Thin is in when it comes to motor oils. Modern synthetic blends have made it safe to use thinner motor oils than ever before. With a well-built race engine, most engine builders feel that a 20W-50 motor oil can provide more than adequate protection. But many Cup teams regularly push the limits with ultra-low-viscosity oils because there is power to be found there. Of course, Cup teams can also afford to rebuild their engines after every race, unlike most of us. But if the season is wrapping up and you know you are going to have to spring for a rebuild anyway, trying an ultra-light motor oil is no longer such a big gamble.
The same thing holds true for your transmission fluid and even the gear lube you are running in your rearend. Lighter oil in any of these three places should translate directly into more power being transferred to the ground. You just have to determine how thin you are willing to go.
With stock cylinder heads, you can sometimes find more power by advancing the timing a cou
FLIRT WITH DETONATION
In the lower-level racing classes, where stock or stock-style cylinder heads are the rule, proper ignition timing is almost always about finding maximum power before costly detonation becomes an issue. If you are running a nice set of aftermarket cylinder heads with efficient combustion chamber designs, this tip may not be helpful because your motor may not need as much timing advance to make maximum power. But with stock-style heads you can usually make a little more power by advancing the ignition timing an additional degree or two. And since we are talking about end-of-season power tips, the lower air temps you are likely to see can also help ward off detonation. Just don't assume that advancing the timing will always make more power. If you do not have access to a chassis dyno, spend a little track time seeing just how far you can go with your ignition timing before detonation sets in-and how those changes affect your lap times.
Tightening up the valve lash can make the camshaft act bigger.
If you are running solid lifters, you can try setting your valve lash a little tighter. Tightening up the lash by 0.001 or 0.002 inch will allow the camshaft to activate the valves sooner, essentially fooling the engine into acting like it has a larger cam in there. Sometimes this will help produce power, but if the best camshaft possible is already in your engine, closing up the lash will only make it more sluggish.

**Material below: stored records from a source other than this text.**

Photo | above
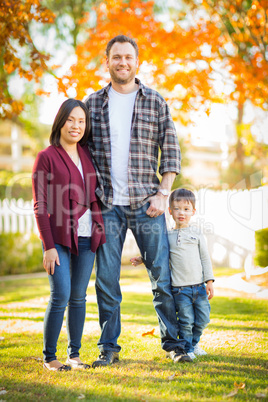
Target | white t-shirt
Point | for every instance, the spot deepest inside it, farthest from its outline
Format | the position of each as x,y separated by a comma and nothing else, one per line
120,116
85,221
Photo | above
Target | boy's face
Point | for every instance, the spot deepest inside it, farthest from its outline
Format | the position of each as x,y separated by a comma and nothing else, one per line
181,212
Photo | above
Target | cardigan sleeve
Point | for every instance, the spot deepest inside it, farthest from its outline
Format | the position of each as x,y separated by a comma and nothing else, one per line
40,181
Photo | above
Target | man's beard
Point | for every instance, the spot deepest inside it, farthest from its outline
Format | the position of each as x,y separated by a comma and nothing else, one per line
122,81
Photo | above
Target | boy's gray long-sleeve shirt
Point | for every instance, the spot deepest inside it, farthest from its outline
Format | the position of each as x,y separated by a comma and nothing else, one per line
190,262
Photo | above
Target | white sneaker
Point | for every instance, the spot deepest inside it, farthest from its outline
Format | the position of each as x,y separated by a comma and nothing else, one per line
191,355
198,351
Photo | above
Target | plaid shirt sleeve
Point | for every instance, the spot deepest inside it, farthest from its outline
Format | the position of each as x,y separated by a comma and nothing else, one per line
169,145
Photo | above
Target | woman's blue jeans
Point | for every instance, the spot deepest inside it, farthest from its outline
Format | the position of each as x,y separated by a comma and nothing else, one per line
68,287
193,310
151,237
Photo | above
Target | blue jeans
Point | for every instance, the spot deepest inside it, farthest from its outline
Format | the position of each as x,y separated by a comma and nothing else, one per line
68,286
151,237
193,310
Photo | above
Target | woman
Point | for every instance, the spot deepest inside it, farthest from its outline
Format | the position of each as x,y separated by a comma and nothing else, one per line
70,225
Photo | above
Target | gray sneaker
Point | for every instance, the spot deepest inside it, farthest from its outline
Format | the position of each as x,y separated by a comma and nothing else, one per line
105,358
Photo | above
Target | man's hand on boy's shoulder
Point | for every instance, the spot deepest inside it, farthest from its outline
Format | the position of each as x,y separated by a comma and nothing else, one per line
210,289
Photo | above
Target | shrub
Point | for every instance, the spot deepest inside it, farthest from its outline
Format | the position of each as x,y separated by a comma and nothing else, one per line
20,253
261,245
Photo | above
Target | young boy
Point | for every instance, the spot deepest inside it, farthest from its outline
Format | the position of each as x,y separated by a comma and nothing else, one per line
190,269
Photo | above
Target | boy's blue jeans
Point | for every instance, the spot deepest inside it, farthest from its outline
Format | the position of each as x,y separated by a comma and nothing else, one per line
151,237
68,287
193,311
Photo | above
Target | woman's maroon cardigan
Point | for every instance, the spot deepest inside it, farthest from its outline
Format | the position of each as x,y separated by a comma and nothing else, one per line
61,197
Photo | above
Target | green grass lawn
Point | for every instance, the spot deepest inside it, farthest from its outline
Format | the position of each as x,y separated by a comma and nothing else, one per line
235,368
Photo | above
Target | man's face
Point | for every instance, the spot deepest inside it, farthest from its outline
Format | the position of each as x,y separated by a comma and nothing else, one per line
122,63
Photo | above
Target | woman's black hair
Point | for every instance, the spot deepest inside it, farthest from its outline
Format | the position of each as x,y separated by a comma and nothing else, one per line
61,117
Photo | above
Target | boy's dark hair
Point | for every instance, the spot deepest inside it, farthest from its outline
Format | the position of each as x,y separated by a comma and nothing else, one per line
61,117
182,194
121,39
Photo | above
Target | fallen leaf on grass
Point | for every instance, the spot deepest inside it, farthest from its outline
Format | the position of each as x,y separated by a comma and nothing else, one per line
240,386
36,358
233,393
149,333
171,377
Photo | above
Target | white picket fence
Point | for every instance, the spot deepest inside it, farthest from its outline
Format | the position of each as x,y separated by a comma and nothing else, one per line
229,219
17,216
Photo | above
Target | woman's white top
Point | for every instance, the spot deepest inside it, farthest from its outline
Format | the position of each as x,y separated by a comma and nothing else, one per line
85,221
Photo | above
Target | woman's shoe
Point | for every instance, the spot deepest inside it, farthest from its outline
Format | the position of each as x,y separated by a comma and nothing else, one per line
64,367
77,365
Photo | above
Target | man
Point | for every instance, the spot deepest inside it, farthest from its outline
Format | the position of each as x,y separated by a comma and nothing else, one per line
130,122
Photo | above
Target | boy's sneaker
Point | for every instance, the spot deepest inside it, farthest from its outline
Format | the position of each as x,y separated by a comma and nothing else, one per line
198,351
191,355
179,355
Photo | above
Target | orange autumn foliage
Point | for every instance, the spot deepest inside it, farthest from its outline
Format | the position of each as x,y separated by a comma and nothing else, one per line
181,62
169,60
18,51
241,46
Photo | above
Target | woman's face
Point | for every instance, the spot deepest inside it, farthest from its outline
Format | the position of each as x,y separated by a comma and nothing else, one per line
74,127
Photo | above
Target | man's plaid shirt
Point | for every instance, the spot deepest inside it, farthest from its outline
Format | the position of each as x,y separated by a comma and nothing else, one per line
152,128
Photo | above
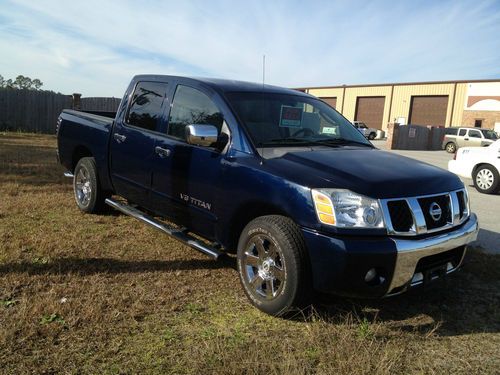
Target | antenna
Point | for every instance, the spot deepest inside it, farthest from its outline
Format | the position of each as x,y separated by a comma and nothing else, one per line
263,70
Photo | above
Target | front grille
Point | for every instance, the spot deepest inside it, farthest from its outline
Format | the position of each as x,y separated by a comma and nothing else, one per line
425,214
401,217
443,204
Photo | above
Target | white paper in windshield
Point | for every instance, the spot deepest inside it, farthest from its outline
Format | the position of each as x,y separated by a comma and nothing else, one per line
329,130
290,117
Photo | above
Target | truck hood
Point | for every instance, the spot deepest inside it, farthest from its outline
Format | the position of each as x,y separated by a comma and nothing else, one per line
370,172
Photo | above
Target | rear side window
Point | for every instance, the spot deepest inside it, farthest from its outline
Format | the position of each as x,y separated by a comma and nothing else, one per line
191,106
146,107
475,134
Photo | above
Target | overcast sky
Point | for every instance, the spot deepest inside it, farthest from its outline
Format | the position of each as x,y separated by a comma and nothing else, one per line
95,47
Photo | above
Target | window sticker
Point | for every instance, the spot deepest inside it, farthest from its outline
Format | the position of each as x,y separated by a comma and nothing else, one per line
329,130
290,117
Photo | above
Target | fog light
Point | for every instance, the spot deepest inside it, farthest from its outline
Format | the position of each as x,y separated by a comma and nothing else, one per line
370,275
417,278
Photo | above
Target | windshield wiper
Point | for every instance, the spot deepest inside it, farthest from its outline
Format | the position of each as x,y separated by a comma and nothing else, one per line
292,140
341,141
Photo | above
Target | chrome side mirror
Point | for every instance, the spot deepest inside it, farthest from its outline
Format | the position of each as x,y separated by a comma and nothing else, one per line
201,135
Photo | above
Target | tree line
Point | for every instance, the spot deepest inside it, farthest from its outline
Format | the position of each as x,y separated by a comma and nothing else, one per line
21,82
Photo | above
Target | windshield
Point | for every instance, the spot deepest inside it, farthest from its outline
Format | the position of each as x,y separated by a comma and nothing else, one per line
280,120
490,134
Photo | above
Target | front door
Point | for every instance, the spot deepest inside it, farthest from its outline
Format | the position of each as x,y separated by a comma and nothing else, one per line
185,177
133,141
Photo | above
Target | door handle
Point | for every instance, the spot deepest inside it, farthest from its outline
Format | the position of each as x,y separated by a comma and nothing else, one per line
119,137
162,152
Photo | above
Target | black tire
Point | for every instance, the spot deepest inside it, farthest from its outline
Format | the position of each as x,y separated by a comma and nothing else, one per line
89,196
273,265
450,147
486,179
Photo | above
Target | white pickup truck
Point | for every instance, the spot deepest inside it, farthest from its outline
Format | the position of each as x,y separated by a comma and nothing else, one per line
482,164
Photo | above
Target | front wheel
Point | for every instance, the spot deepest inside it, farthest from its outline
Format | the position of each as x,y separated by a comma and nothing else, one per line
273,266
486,179
88,194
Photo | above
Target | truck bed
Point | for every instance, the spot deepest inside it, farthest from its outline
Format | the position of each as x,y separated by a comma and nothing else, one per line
81,134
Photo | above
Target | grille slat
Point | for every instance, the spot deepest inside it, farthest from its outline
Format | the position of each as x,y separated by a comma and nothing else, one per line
401,217
420,215
444,203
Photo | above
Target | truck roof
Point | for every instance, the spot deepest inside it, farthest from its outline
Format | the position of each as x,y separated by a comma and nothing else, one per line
225,85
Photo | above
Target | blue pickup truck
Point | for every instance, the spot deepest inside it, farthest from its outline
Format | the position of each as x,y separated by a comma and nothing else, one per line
277,177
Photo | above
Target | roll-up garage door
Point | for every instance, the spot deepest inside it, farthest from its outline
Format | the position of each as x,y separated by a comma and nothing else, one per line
370,110
428,110
332,101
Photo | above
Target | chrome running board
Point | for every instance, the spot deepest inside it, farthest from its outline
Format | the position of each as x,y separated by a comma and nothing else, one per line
178,234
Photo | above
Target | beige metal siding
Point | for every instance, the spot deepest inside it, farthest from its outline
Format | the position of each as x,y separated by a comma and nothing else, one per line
401,99
370,110
329,93
458,109
330,101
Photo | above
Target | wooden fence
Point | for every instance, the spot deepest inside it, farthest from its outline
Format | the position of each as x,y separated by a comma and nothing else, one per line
37,111
100,104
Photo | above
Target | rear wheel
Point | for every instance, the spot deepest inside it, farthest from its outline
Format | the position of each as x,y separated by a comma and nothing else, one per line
451,147
273,266
89,196
486,179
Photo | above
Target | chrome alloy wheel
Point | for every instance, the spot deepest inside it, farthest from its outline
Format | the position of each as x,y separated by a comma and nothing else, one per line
485,179
264,267
83,188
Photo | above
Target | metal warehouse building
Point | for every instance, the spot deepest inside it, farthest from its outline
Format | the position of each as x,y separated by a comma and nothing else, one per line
447,103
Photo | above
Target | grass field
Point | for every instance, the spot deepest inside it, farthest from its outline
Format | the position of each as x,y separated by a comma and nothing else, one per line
85,294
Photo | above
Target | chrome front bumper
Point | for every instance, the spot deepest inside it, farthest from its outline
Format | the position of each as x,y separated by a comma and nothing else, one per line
410,251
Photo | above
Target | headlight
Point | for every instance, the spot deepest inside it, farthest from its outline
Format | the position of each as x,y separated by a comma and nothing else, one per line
345,209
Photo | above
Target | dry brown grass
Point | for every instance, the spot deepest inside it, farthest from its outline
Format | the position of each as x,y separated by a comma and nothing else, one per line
105,294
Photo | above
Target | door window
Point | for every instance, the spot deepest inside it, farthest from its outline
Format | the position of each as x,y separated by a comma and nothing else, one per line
146,106
191,106
474,134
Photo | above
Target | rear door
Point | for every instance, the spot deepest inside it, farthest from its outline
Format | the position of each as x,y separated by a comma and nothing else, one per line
185,177
133,141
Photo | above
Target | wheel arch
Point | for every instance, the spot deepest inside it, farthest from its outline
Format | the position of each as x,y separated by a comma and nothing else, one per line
480,164
79,152
244,214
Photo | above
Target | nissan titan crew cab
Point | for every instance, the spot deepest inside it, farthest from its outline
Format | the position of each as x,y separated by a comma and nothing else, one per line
276,176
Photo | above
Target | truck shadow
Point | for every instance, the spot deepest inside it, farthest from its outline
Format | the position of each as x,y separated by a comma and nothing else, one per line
463,303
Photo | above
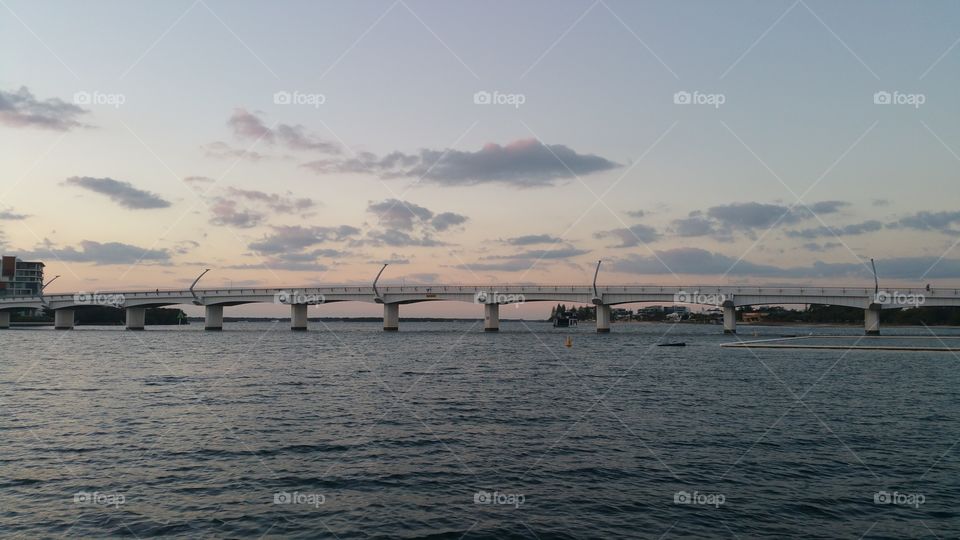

This means that you will have to do a little experimenting to determine if closing up the lash will be helpful or not. Also, if you have been adjusting lash with the engine cold, you will need to find out how much the lash changes when the engine gets hot. What you must avoid is closing up the lash so much that the valves never fully seat and, as a result, do not seal off the combustion chamber completely.
The next time you have the car on jackstands, take inventory of your entire driveline-from the crankshaft back. Are there any components between the flywheel and the brake rotors that can be lightened up? For example, switching from a stock-style flywheel and clutch to lightweight racing components can shave 10 pounds or more of rotating weight. The same thing goes for using an aluminum driveshaft instead of the stock chunk of steel the factory uses. The more mass the engine has to spin in order to get the wheels turning, the more horsepower that gets absorbed before it can do any good.
Technically, this tip doesn't help your engine produce more power, but it does ensure that your engine is able to efficiently transfer the power produced to the ground. And if it translates into faster lap times, all the better.
Well, there you have it - 10 tips that will hopefully help you add that extra oomph you need to grab that title or capture that first win.
AND ONE FOR THE ROAD
Just in case you felt shafted by one of these tips, here's an extra:
These stamped-steel rockers look like stock 1.5:1 Chevrolet units, but they are actually 1
If you are running in a Street Stock class, rules usually require stock rocker arms. On a Chevrolet, for instance, the stock rocker ratio is 1.5:1, but several companies, such as Crane Cams, produce higher-ratio rockers that are virtually indistinguishable from their stock counterparts. Crane produces a 1.6:1 rocker. While that may not sound like a big change, it can usually produce a little extra power with the same camshaft. Also, the increase in rocker ratio isn't so much that it will cause piston-to-valve clearance issues.
Increasing rocker ratios in other higher-level classes is also an option. A new set of rockers isn't terribly expensive, and changing them doesn't require tearing into the engine. Just don't try to make an extreme change. If you do, you may run into problems such as requiring a change in pushrod length, clearance issues for the pushrod holes in the cylinder heads, or even spring failures. Also, make sure to recheck your piston-to-valve clearance. You should have 0.080 between the intake valve and the top of the piston at 10 degrees after TDC. For the exhaust, you should have at least 0.100 between the valve and piston at 10 degrees before TDC for that cylinder.